Yesterday I had a bad day.
That’s sounds a little of a understatement as I was rushed into hospital by ambulance struggling to breathe.
After some oxygen and painkillers and a few tests later I was diagnosed with pleurisy and told to have complete rest and plenty of fluids.
Anyway the reason I’m sharing this isn’t for sympathy, though willing to accept that as well but because of what happened with my youngest daughter.

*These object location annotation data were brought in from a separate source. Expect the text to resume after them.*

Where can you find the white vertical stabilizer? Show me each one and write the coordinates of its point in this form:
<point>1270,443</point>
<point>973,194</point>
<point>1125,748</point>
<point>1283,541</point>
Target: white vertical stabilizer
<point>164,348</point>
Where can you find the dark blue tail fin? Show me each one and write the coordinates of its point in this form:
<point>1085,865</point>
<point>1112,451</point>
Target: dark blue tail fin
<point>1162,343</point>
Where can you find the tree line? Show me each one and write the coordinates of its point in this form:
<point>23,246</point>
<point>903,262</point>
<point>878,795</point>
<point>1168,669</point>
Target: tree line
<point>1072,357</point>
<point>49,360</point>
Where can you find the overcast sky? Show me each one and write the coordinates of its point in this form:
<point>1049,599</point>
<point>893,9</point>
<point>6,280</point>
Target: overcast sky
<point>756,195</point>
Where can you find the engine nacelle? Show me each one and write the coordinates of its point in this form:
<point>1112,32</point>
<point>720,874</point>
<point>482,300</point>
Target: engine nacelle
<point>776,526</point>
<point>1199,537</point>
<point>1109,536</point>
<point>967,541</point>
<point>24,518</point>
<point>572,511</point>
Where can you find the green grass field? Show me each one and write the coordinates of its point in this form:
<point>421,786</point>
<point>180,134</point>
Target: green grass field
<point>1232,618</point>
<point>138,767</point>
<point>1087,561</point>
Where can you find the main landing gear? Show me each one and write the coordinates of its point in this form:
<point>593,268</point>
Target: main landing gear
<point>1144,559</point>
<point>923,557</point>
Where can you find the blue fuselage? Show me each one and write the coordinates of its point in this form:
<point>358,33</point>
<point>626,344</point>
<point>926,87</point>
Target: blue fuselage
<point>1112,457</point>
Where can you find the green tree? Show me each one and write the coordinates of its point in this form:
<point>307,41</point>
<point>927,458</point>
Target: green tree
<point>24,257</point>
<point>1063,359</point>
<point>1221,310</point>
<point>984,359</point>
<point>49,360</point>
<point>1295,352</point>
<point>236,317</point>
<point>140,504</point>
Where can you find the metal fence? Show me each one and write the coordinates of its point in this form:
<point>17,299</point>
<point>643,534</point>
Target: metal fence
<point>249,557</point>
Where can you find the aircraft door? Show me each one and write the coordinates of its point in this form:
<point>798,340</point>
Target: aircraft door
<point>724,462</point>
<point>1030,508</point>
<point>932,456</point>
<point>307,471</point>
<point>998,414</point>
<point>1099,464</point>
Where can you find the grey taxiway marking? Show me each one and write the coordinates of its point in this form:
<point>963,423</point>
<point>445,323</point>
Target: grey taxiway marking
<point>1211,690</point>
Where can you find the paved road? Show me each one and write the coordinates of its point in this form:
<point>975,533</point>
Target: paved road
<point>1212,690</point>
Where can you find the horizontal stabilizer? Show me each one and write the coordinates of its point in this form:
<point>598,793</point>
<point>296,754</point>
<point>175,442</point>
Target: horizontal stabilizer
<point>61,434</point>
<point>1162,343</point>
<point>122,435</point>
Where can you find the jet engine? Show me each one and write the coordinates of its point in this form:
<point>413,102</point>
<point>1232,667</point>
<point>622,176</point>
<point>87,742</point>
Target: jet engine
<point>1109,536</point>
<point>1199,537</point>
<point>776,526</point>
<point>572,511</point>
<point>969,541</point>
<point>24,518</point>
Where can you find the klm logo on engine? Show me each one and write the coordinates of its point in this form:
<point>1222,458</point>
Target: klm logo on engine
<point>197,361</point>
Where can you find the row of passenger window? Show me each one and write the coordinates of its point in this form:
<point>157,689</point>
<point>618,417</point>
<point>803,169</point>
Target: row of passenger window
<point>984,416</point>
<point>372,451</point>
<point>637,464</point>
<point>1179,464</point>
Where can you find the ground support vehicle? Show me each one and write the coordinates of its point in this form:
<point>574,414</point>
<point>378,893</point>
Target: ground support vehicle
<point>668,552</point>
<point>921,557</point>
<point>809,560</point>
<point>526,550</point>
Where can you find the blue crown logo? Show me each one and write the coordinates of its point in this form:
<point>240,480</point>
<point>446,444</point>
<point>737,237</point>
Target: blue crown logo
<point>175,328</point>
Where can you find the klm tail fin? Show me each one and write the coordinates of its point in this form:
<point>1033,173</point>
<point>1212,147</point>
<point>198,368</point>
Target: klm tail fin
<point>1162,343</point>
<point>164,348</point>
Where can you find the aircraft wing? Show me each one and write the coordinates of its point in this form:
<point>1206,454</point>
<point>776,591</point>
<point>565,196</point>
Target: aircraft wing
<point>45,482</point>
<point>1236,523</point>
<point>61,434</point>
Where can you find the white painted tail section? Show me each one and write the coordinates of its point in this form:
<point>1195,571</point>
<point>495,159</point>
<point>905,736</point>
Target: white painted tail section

Brodie had been out swimming with her friends when I started to struggle and returned home only to find her mom being taken into an ambulance.
Don’t get me wrong this must be frightening to any child but take in mind the last time Brodie saw Livvy she was being taken away in a one too.
The poor child broke there and then. She fell to the floor in hysterics my heart was breaking for her and after refusing to leave and my explanation the lovely ambulance ladies allowed her onboard to see that I was ok which reassured her a little. Oxygen masks aren’t that reassuring it seems.
It pains me so much that my children have memories like this and even though we focus so much on the blessing Livvy was to our lives. There in the back of their minds they have these traumatic memories.
I know people say time is a great healer but when the worst has happened to you it’s not easy not to go back there again.
I know she didn’t stop worrying until I returned home and today I have also found her watching videos of Livvy.
I hate that I had to lose my daughter but watching my daughters grieve for their sister hurts all over again.
How can I stop their pain?
This was taken the night before we lost our beautiful girl.
The last photo of Brodie and Livvy together.